The second requirement laid upon the one who would approach the Lord has traditionally been translated "mercy." In many places in the Revised Standard Version it is translated "steadfast love" (avoided here because of the preceding words "to love"). "Kindness" suggests sweet and gentle behavior, the noblesse oblige of the nineteenth-century code of the gentleman. The Hebrew word involves all these qualities and more. It means the fulfillment of the obligations which are inherent in a relationship, even when no laws cover that relationship. Husbands owe certain duties to wives, not because these are defined in a marriage contract, but because they are inherent in the common understanding and practice of the relationship. So also between parents and children, between a man and his domestic animals, between buyer and seller, and — how much more! — between man and God, many obligations are inherent without being defined by legal codes or negotiated agreement.

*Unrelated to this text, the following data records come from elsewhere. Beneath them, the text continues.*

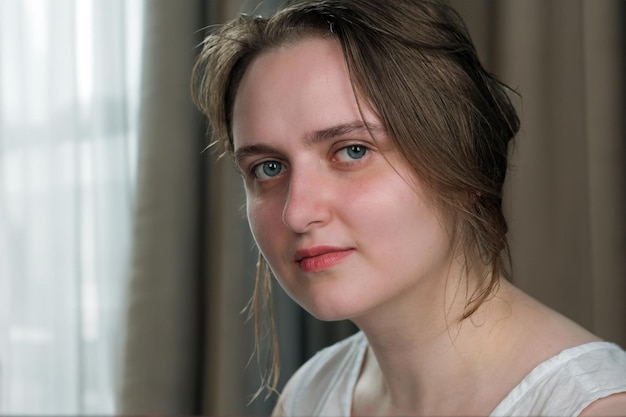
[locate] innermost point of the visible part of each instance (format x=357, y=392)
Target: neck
x=412, y=362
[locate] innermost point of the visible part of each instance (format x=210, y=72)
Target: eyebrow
x=314, y=138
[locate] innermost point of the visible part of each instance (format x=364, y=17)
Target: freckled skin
x=323, y=196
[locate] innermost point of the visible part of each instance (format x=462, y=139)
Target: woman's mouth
x=318, y=258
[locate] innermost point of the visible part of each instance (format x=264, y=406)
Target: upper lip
x=316, y=251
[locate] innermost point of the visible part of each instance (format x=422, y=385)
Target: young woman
x=373, y=149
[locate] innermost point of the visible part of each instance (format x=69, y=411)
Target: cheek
x=265, y=222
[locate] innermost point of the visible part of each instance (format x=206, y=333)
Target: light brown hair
x=414, y=65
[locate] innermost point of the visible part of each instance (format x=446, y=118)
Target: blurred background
x=125, y=257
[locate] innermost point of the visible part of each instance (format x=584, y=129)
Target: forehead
x=294, y=88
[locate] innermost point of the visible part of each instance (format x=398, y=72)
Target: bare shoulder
x=613, y=405
x=551, y=331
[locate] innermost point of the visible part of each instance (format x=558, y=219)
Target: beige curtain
x=193, y=263
x=566, y=196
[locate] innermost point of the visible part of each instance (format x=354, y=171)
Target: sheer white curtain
x=68, y=104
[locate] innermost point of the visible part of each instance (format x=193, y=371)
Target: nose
x=307, y=204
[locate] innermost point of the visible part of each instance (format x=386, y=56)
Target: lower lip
x=324, y=261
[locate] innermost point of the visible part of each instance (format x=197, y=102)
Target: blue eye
x=267, y=169
x=352, y=152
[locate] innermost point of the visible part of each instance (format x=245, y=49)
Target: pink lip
x=318, y=258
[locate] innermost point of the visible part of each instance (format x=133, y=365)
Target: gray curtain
x=187, y=346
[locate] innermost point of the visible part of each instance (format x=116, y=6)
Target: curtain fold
x=164, y=332
x=193, y=264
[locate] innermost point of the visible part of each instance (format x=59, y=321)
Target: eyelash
x=257, y=173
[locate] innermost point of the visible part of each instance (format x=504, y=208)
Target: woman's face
x=339, y=216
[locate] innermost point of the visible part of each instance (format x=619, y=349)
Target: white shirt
x=563, y=385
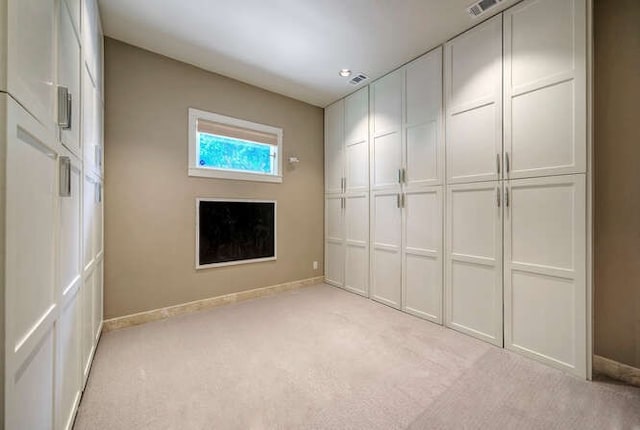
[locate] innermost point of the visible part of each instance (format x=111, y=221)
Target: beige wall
x=150, y=200
x=617, y=180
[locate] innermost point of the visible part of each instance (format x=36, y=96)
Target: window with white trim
x=231, y=148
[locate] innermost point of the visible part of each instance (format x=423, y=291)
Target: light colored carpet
x=322, y=358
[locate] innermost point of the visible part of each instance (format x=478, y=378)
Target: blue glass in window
x=221, y=152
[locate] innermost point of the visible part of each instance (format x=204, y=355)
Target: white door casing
x=545, y=122
x=545, y=272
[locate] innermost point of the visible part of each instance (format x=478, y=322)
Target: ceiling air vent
x=357, y=79
x=479, y=8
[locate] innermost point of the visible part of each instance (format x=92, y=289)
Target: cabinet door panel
x=422, y=254
x=545, y=87
x=387, y=159
x=424, y=157
x=334, y=140
x=545, y=286
x=473, y=91
x=68, y=372
x=356, y=108
x=69, y=76
x=30, y=56
x=386, y=224
x=29, y=392
x=31, y=176
x=357, y=243
x=474, y=260
x=334, y=240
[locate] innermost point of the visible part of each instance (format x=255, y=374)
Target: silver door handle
x=65, y=177
x=64, y=108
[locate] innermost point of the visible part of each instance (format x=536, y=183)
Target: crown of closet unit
x=407, y=173
x=516, y=200
x=347, y=193
x=52, y=315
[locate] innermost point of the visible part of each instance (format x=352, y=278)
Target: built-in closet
x=51, y=107
x=492, y=242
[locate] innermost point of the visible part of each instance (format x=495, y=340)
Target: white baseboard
x=616, y=370
x=199, y=305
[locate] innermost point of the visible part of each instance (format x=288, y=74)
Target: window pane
x=220, y=152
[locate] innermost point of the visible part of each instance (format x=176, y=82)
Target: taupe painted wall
x=617, y=180
x=150, y=200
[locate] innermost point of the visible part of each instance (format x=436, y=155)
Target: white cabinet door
x=334, y=147
x=424, y=147
x=386, y=130
x=474, y=260
x=87, y=338
x=69, y=76
x=30, y=291
x=544, y=276
x=545, y=88
x=68, y=381
x=386, y=239
x=422, y=253
x=30, y=56
x=356, y=210
x=356, y=141
x=473, y=92
x=68, y=369
x=334, y=240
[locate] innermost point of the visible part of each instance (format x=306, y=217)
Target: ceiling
x=291, y=47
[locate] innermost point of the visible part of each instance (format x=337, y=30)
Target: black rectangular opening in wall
x=234, y=232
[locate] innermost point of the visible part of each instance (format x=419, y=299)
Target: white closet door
x=386, y=239
x=474, y=260
x=30, y=289
x=69, y=75
x=424, y=149
x=356, y=114
x=545, y=286
x=357, y=243
x=422, y=253
x=333, y=147
x=473, y=91
x=386, y=125
x=545, y=88
x=68, y=381
x=334, y=240
x=30, y=56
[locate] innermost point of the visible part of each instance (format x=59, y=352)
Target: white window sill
x=237, y=176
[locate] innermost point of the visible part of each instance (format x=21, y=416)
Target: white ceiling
x=292, y=47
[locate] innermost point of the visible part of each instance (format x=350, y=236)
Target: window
x=231, y=148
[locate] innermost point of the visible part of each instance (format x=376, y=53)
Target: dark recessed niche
x=235, y=231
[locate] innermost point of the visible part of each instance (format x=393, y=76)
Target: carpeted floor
x=322, y=358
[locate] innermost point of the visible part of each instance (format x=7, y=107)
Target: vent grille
x=359, y=78
x=479, y=8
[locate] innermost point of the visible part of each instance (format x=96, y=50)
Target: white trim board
x=204, y=304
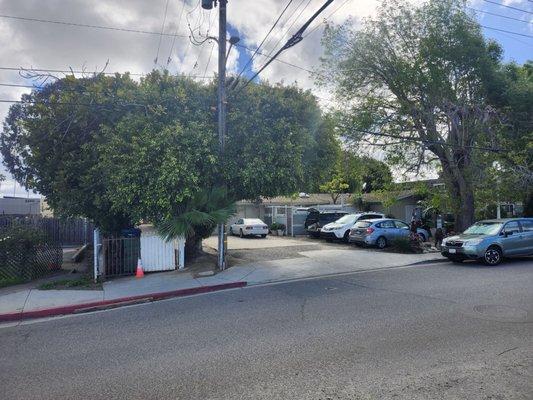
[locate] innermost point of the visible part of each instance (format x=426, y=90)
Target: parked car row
x=365, y=228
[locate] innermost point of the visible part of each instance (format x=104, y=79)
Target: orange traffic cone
x=139, y=273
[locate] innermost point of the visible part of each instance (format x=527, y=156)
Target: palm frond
x=203, y=211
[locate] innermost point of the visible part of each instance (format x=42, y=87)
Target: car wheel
x=493, y=256
x=381, y=242
x=346, y=237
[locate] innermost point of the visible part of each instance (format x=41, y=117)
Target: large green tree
x=119, y=151
x=415, y=81
x=48, y=143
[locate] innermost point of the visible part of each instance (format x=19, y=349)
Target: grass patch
x=84, y=283
x=10, y=281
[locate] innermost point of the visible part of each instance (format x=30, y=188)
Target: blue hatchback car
x=491, y=240
x=381, y=232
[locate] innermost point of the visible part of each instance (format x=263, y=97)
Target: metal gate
x=120, y=256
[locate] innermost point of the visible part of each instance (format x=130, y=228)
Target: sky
x=32, y=44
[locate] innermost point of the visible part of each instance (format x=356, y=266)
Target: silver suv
x=491, y=240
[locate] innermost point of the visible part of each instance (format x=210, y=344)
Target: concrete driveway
x=236, y=243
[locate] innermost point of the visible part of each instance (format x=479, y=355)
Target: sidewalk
x=30, y=302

The final requirement turns from the duties which men owe primarily to one another to that duty men owe entirely to God. Man, if he is to approach God at all, must do so in humility, and having approached in humility, he must continue to walk in this spirit. Thus the Old Testament anticipates Paul’s repeated declaration, "By grace you have been saved through faith" (Ephesians 2:8), and emphasizes the dependence of man upon God. No sacrificial offering will serve to open the way to God; only God himself opens the way, and it is by God’s kindness that man may have any sort of relationship with him — hence the necessity for walking humbly with God.

Verses 9-16

Specific Indictment and Sentence (6:9-16)

The final part of chapter 6 includes two elements, mingled in such a way that division into separate sections is impossible. The principal matter in the section is a continuation of the indictment of chapters 2 and 3, emphasizing the techniques and results of injustice which are found among the people: the "treasures of wickedness," the "wicked scales," the "bag of deceitful weights," and so on. Again the prophet refers to the fact that the same evils have been prevalent in the Northern Kingdom of Israel, under Omri and Ahab, and to the fact that the Southern Kingdom has followed its northern sister in crimes.

The language of the section is still the phraseology of accusation as this was developed in countless legal cases brought before the elders of Judean and Israelite towns at their seats in the gates of their communities. The text is obscure in verses 9 and 10, but the Revised Standard Version has followed conjectures made in the light of the ancient setting of legal cases.

Verses 14 and 15 and the end of verse 16 turn from accusation to the plaintiff’s appeal for a verdict, or perhaps to the declaration of an actual verdict by the assembled court. Again, as in chapters 2 and 3, the punishment to be anticipated for the sins is appropriate. Those who have treasured up their ill-gotten wealth will not be satisfied with what they eat; they shall "put away, but not save," as in a time of monetary inflation; their agricultural pursuits will not bring any increase; worst of all, they will receive scorn and contempt and will be a desolation.

The climactic passage of the Book of Micah has been passed, and the prophet or his editor returns to the unpleasant task of making clear the specific sins of his time and what their punishment is to be. More modern forms of the same sins will no doubt receive modern forms of the same punishments.